PIÙ ALTO SI VOLA, PIÙ PICCOLI SI APPARE A CHI NON SA VOLARE
(Nietzche)
Non è un atto di presunzione, esprime solo un momento di profonda
malinconia. Quando non mi sento capito o quando parlo con chi ha perso la
voglia e la capacità di sognare, questa massima diventa per me come un
rifugio intellettuale. Non voglio però essere frainteso, per ignorante
intendo solo chi non sa. Chi non vuole sapere è solo uno stolto.
QUOD DEUS VULT PERDERE DEMENTAT PRIUS (Cicerone)
Agire contro il buon senso o l’ordine naturale delle cose è segno di
perdita della capacità razionale. L'iniziativa velleitaria ed emotiva non
è tollerata dalla natura e se mantenuta senza ravvedimento è segno di
demenza. In ogni modo il dilettante fa più guai dell’ignorante, perché
alla non conoscenza aggiunge la scarsa competenza.
LO STATO DI BUONA SALUTE NON PROMETTE MAI NIENTE DI BUONO
Il corpo umano è la macchina più complessa che ci sia e guai se non lo
fosse, perché la sua complessità gli consente di utilizzare vie diverse
per raggiungere un certo obiettivo. Quando la più dritta si consuma o non
funziona più, l'organismo apre vie alternative (la Teoria Generale dei
sistemi le chiama “equifinali”) che consentono il suo mantenimento. Un
esempio molto concreto? La vecchiaia. Se bevi una certa quantità d'acqua a
18 anni non la espelli tutta, perché molta la utilizzi. Un vecchio la
butta fuori quasi tutta, perché non la utilizza. E la ragione è
semplicissima: molte strade che avrebbe potuto utilizzare quell'acqua sono
state chiuse. L'organismo cerca però sempre una strada alternativa. È una
legge naturale che riguarda l'organismo: quando questo non è più
possibile, si muore.
Cosa vuol dire oggi essere un medico?
La professione del medico oggi va ridefinita. Molte ragioni hanno relegato
la Medicina in una posizione nella società molto diversa rispetto al
passato. Il medico, ad esempio, ha perso il contatto con la gente.

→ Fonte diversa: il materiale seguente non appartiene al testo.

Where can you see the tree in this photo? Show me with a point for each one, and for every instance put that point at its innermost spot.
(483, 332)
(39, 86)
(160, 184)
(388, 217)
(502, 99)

In
passato si rapportava agli altri direttamente con la propria scienza, il
proprio nome e la propria morale. Oggi lo si vuole inquadrare in una
disciplina etica, in linee guida “etiche”. Ma l'etica è storicamente e
geograficamente individuata, tanto è vero che esistono popolazioni
selvagge per le quali l'antropofagia è ammessa dalla società. La medicina
come disciplina oggi è in crisi di crescita. Dall’uso di concetti
puramente qualitativi, dopo essere passata ai metodi semiquantitativi,
inizia ora ad impiegare concetti quantitativi. È il segno di una
maturazione in senso tecnico scentifico di una disciplina affidata sino a
ieri all’occhio clinico.
Occorre quindi una nuova filosofia che dalle linee guida e protocolli
riporti alla ragione e al rigore scientifico. Solo così la Medicina
tornerà ad essere vera scienza dedicata a scoprire il nuovo e l’impensato.
Solo allora il medico non sarà più un robot e tornerà ad essere un uomo.

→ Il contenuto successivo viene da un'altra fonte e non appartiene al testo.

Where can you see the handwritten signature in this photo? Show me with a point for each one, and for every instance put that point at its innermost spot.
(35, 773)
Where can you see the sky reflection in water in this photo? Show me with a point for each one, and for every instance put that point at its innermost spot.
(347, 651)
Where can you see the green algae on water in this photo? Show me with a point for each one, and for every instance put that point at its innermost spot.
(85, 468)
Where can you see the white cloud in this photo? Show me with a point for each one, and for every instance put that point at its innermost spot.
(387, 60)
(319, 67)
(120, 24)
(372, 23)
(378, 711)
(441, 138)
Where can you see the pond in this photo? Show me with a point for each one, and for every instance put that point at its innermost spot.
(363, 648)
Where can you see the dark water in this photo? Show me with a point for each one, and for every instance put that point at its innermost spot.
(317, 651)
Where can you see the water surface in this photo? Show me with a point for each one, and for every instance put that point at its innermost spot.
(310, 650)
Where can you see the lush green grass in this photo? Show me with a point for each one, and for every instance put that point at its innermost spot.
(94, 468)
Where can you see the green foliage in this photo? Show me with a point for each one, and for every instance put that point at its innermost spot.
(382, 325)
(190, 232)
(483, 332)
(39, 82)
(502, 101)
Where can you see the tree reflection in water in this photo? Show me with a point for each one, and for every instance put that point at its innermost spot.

Il problema di oggi è così comprendere e battersi per cambiare tipo di
conoscenze e impostazione mentale. Ma tutto ciò è questione di cultura,
non di amministrazione.
Un messaggio per i giovani che si iscrivono ora alla facoltà di
Medicina
Di non dimenticarsi mai che l’imperativo categorico per un medico è la
dignità che, kantianamente, si traduce nel trattare “l’umanità tanto nella
tua persona, come nella persona di ogni altro sempre come fine e mai come
mezzo”. Quindi non è niente di più della dignità di qualsiasi persona che
sappia e si renda conto di essere solo un uomo.